Patients with HF and prolonged ventricular activation are at high risk of ventricular tachyarrhythmia despite treatment with CRT, and several factors have been suggested in order to reduce this risk including different ventricular lead positions [15]. In our study, we found no difference between non-apical vs. apical RV lead position or free wall vs. septal RV lead position in that regard. This conflicts with a sub-study of MADIT-CRT, reporting higher risk of ventricular tachyarrhythmias with non-apical RV pacing [9], and a larger registry study reporting a higher incidence of appropriate-ICD therapy in patients with apical RV lead position [15]. However, our findings are accordant with those of a sub-study of SPICE (septal positioning of ventricular implantable cardioverter-defibrillator electrodes), which reported similar risk between septal and apical RV position [10]. The mechanisms of arrhythmia in CRT patients may relate more to the presence of scar tissue and specific types of cardiomyopathy than to the exact RV lead positions.

Prior studies investigated the extent of LV reverse remodeling between different RV lead positions [11, 13]. A meta-analysis reported overall similar LV remodeling between apical and non-apical RV lead location, which was also confirmed in our study [22]. Furthermore, the QRS duration was independent of RV lead positions as previously published [10, 11]. Therefore, RV lead position seems to be of less importance in relation to short-term echocardiographic response.
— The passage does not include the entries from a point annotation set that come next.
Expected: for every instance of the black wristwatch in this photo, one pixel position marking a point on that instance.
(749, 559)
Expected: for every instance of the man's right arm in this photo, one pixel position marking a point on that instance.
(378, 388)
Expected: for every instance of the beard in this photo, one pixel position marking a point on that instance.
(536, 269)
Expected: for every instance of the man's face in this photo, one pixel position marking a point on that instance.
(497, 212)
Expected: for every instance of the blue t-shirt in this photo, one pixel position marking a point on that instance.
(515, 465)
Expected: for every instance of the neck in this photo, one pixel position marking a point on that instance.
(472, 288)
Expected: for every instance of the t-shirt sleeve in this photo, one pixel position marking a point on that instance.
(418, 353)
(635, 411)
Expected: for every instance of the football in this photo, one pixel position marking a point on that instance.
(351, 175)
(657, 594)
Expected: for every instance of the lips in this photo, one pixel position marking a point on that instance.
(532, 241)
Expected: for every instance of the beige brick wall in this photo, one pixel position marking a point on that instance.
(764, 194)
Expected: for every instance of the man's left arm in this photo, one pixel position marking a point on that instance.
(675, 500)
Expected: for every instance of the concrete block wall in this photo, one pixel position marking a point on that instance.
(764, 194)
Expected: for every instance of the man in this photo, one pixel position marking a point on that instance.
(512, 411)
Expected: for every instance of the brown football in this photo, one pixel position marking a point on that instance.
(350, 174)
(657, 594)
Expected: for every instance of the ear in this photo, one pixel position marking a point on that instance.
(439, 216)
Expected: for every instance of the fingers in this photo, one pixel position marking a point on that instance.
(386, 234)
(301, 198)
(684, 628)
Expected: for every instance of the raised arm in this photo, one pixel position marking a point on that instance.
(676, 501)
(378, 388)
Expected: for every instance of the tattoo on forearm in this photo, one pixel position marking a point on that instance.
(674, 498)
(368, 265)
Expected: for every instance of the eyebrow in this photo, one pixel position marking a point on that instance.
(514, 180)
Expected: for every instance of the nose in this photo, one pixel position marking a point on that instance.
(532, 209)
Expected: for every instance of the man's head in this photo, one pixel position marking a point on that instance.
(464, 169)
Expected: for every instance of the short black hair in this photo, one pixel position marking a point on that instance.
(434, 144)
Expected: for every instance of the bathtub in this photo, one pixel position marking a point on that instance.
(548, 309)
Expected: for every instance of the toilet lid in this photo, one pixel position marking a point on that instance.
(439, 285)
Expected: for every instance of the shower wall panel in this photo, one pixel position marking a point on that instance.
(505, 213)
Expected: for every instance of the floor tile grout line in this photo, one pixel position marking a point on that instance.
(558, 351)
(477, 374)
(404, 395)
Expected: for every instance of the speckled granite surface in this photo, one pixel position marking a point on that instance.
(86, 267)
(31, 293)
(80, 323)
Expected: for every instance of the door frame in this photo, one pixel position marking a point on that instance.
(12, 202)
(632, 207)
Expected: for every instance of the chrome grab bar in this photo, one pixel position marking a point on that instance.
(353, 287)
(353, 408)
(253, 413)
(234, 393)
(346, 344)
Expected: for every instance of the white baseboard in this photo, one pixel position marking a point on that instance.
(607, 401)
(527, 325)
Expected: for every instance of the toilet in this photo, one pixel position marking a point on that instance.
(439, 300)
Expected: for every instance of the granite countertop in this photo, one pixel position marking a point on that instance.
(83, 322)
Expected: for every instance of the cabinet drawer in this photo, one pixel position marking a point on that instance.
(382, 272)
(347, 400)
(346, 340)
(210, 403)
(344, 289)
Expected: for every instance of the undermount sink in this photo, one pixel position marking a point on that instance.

One may expect a higher risk of lead perforation and pericardial effusion in patients with free wall RV leads. This was not confirmed in our analysis, as none of these complications were observed in this cohort of moderate size.

The limitations of the ImagingCRT and ElectroCRT trials have been described previously [19, 20]. The inclusion of two randomized controlled trials in one observational study may have an influence on the overall results. However, the study population in both studies were homogenous, and the long-term follow-up study of the ImagingCRT demonstrated no significant difference on clinical outcomes between groups [26], and ElectroCRT demonstrated non-inferioriry of the electrical-guided LV lead pacement to the imaging-guided LV lead placement on short-term [20]. We acknowledge the inherent limitations of single-center studies, each with a moderate sample size. However, the data quality is excellent, and follow-up was done in a protocolled, meticulous setup. The sample size is moderate, and signals of less magnitude may have been overlooked. Furthermore, patients underwent different VVd optimization according to study protocol and potentially during the follow-up period, which may influence on our results. However, we had large numbers of primary endpoints, and there was consistency among the neutral findings in the echocardiographic results after 6 months and the long-term clinical outcomes. This analysis is observational, and patients did not undergo randomization to one of more RV-lead positions. Therefore, causality cannot be investigated.

In conclusion, increased risk of HF hospitalization, all-cause death, or ventricular tachyarrhythmia during long-term follow-up is not significantly associated with certain anatomical RV lead positions. There is no association between LV remodeling, changes in QRS duration, NYHA functional class, quality of life or 6MWT, or incidence of device-related complications and anatomical RV lead position as defined by cardiac CT during 6 months follow-up.